En el caso reciente del padre acusado que recoge The New York Times, Google no dio explicaciones más allá de decir que no recuperaría su cuenta. Al padre que reportó su caso en Quora, después de apelar también a través un formulario de revisión, Google también le negó la recuperación con este email:

“Hemos revisado su solicitud relativa a su cuenta [email protected] y hemos confirmado que ha infringido nuestras Condiciones de Servicio. Por lo tanto, no restableceremos su cuenta.

Por favor, consulte nuestras Condiciones de Servicio para obtener más información sobre nuestras políticas y las acciones que tomamos en respuesta a las violaciones de las políticas en nuestros productos.

El Equipo Google”.

Las implicaciones de que bloqueen y borren tu vida online

¿Qué implicaciones tiene que Google bloquee el acceso a absolutamente todos sus servicios a una persona? Que pierde su vida online (y lo que eso conlleva en la offline). Como detalla el propio Google, todos sus servicios se suspenden y su información se inhabilita.
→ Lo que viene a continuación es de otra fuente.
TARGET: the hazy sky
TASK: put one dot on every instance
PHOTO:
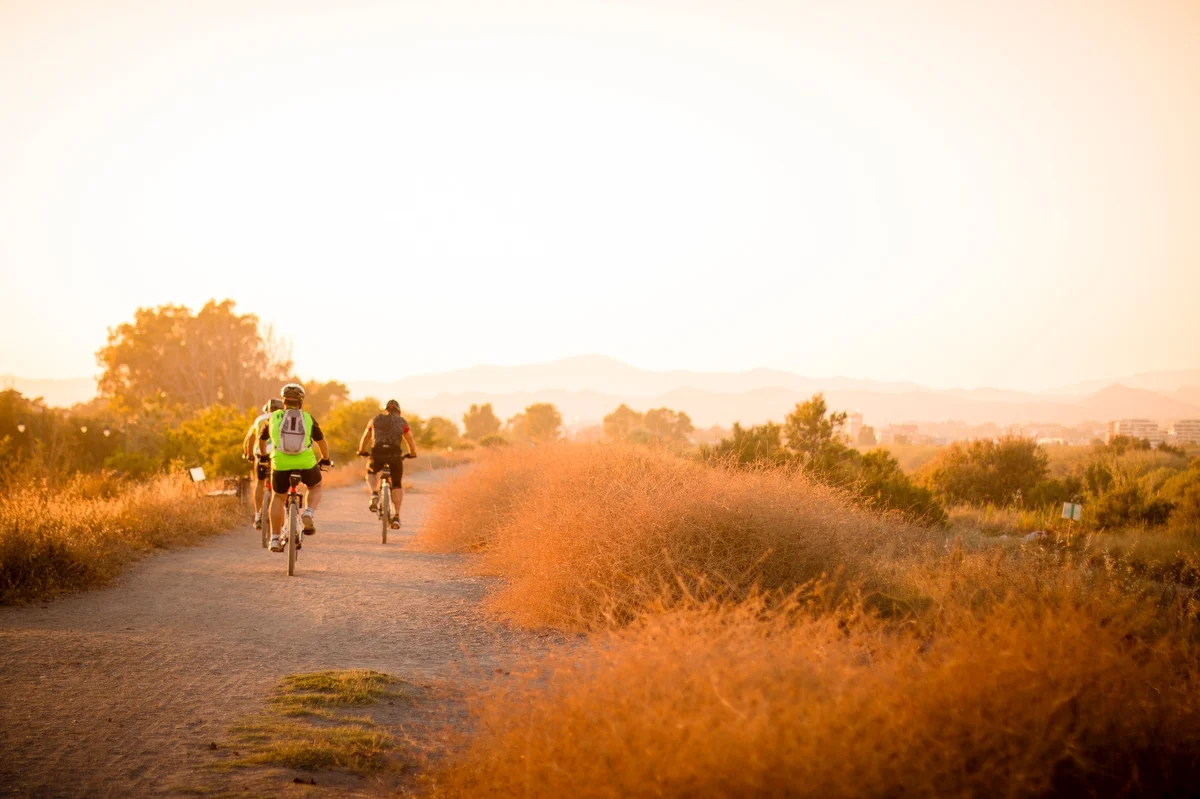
(952, 192)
Pensemos en los miles de datos que conferimos a una gran tecnológica como Google. Con la sincronización del móvil, guardamos todos nuestros contactos telefónicos, nuestros mensajes y llamadas, y toda la información de nuestro teléfono. En Gmail, almacenamos gigas y gigas de correos electrónicos, lo que incluye direcciones, información que puede ser relevante para nosotros, comunicaciones relacionadas con trabajo, eventos personales… En Drive, tenemos un cajón (a menudo, de sastre) en el que guardamos absolutamente todo: las fotografías de nuestros viajes, documentos laborales, facturas, contratos de vivienda… ¿Dónde guardamos las copias de seguridad de todos nuestros datos? Efectivamente, en sitios como Google. Y todo esto, desde que tengas una cuenta ahí, probablemente varios años.
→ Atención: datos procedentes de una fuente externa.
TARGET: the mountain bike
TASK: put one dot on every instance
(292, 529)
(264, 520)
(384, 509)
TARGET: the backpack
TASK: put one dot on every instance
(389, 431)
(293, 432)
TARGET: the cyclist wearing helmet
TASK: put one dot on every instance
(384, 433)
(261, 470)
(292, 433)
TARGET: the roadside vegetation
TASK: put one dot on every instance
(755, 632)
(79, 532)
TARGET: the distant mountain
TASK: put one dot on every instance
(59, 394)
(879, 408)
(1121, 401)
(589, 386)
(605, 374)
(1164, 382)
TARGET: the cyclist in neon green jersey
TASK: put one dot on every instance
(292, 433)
Y no solo eso: nuestro correo y nuestro teléfono son nuestra puerta de entrada de seguridad a otras aplicaciones y cuentas de Internet. ¿Para acceder a Twitter? “Revise el email que le hemos mandado a su correo electrónico.” ¿Una compra online? “Inserte el código que le ha llegado a su móvil”. ¿Se ha bloqueado tu cuenta de Facebook? “Pinche en el enlace de autenticación que recibirá en su teléfono”. El bloqueo de nuestra vida digital puede ser total.

El peligro de perder todo eso no enlaza tanto de nuestra dependencia a las tecnológicas: la vida online hay que vivirla en algún sitio, y por eso en Maldita.es te contamos cómo hacerlo de la forma más segura y mantenemos al día de los cambios que puedan afectarte para que puedas tomar tus propias decisiones.

En este caso, se pone de relieve el papel de esta empresa en una situación cotidiana como puede ser una consulta de telemedicina que termina convirtiéndose en un quebradero de cabeza que ni la policía puede solventar. La profesora de derecho cibernético y experta en moderación de contenido Kate Klonick alertaba de que incluso una situación así, mal gestionada podría haber acabado en una pérdida de la custodia de los niños, como se recogía en un análisis en Twitter de lo sucedido.

“Estas compañías siguieron deliberadamente una estrategia para convertirse en indispensables para nosotros con la excusa de organizar la información del mundo”, relata Cory Doctorow, asesor de la Electronic Frontier Foundation (EFF). “Sin embargo, se comportan continuamente como si fueran simplemente otro negocio cuyos imperativos comerciales -incluyendo la cancelación arbitraria de tus servicios sin apelación posible- fueran cuestiones de privacidad”.

Además, hay diferencias en la naturaleza de las imágenes según la plataforma. No es lo mismo publicar una fotografía en Facebook o Instagram, que tener imágenes privadas en tu móvil en Apple o Google. De hecho, en 2021, Apple hizo una tentativa para incluir un sistema de rastreo para buscar pornografía infantil en las imágenes almacenadas en los dispositivos de la marca. Como te contamos en Maldita.es, numerosos expertos en datos personales y asociaciones de derechos digitales criticaron la medida al considerar que abre la puerta a la vigilancia del usuario, y finalmente Apple decidió retrasar su puesta en marcha.

En los servicios que ofrece Google u otras grandes tecnológicas tenemos nuestra vida online al alcance de un clic, sí, pero también hay que ser conscientes de que también tienen ellos al alcance de otro clic quitárnosla.